Now that he is wearing his gubernatorial ambitions on his sleeve, the GOP has really started baying for the blood of Housing and Urban Development Secretary Andrew Cuomo.
Cuomo may soon see the dismantling of one of his pet creations–the Community Builders program. Come October, Republican Senator Christopher Bond, his longtime nemesis, may try to axe the program altogether as part of budget negotiations. Bond, who chairs the subcommittee that controls HUD money, has been toying with the idea for a couple of years.
In 1998, Cuomo hired some 400 “fellows” from various walks of life for two-year Community Builder fellowships. The program, something like an urban Peace Corps, would deploy community developers across the country to help locals make use of HUD programs.
But last year, the Inspector General’s office issued a blistering audit, accusing Cuomo of launching the program as nothing more than a public relations ploy to get his name registered on the national consciousness. The IG demanded that the fellowships be scrapped, citing exorbitant costs. “The salaries alone exceeded $80 million,” said Michael Beard, the IG officer who conducted the audit.
By Bond’s edict, the fellows were supposed to be eliminated within the year following the IG report. Cuomo concurred, and the fellowships were eliminated September 1. But the HUD boss found a ingenious way to hold on to most of his people: He hired more than half of his former fellows as permanent Community Builders and gave them civil service status.
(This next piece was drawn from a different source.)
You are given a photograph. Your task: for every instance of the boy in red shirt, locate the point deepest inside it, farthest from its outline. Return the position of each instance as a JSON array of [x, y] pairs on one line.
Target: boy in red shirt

Essentially, said Irene Facha, regional vice president for the HUD Council of Local 222, “He gave the finger to Bond.” Cuomo also angered the union with his move: Facha says HUD management acted illegally by favoring its former fellows for the new civil service positions. Their high salaries had drained funding from other HUD programs, causing serious morale problems, she said.
As it stands now, the Community Builders project is but a pawn in a game of one-upmanship between two powerful politicians. But housing advocates say not all Community Builders are simply overpriced political hacks. “They are a bunch of talented people,” said Aaron Gornstein, head of the Citizens Housing and Planning Association, a low-income housing group in Boston.
Sandi Abadinski, a HUD spokeswoman, dismissed critics of the Community Builders: “The program has received accolades from officials nationwide, and is vital to HUD’s ability to advance its mission.”